What would you like to see developed in terms of studio technology and why?

“Everything for me right now is feeling. The polyphonic aftertouch on the ASM Hydrasynth is the way forward. Any new synth that doesn’t have some sort of maximum expression built into it isn’t getting my money. I also really hope MIDI 2.0 takes away all my massive MIDI headaches and sync headaches and that they can retrofit all the old stuff.”

Don’t be a genre snob because the people going out to parties don’t care.

What advice have you picked up from playing live, maybe for newcomers on the live scene?

“DJing music is the best way to hear if something works. I made electronic music for 10 years before I realised the importance of playing music for people. Yes, maybe you can create a niche on Bandcamp and Spotify for experimental music but if you want people to dance, you have to play in front of them to learn the lessons required to keep them moving.”
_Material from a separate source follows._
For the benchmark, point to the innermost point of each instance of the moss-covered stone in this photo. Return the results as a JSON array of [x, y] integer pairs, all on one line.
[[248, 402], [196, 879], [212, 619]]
And from working in the studio?

“Don’t be a tight ass. Break out of your working techniques. Try other software. Try collabs that are uncomfortable because they might surprise you. I didn’t collab for my first 10 years and it was a mistake. Now I do it all the time. Also there is always more learning. You never know what you can learn from watching a video or having someone over.”

Claude VonStroke

(Image credit: Press)

And from the music industry as a whole that you can pass on?

“Yeah, nobody cares about genres anymore. Don’t be a genre snob because the people going out to parties don’t care. Don’t limit yourself. Create or join a community that supports you instead of one that tears you down.”

Finally, amid all of the weirdness at the moment, can you tell us a few things you’ve been up to and share a few of your plans - or at the very least wishful thinking ones! - for the future?

CV: “Raggadagga is out now with Catz n Dogz. I also have a new track out with Mike Kerrigan on our Dirtybird Couch-Out festival compilation. Dirtybird have started a full TV network on Twitch: we have original programming seven nights a week all the way from yoga and cooking shows to techno, house and experimental shows. It’s called Dirtybird Live; it’s our biggest thing right now so check it out! I have shows on Thursdays at 5pm Pacific and Tuesdays at 8pm Pacific.”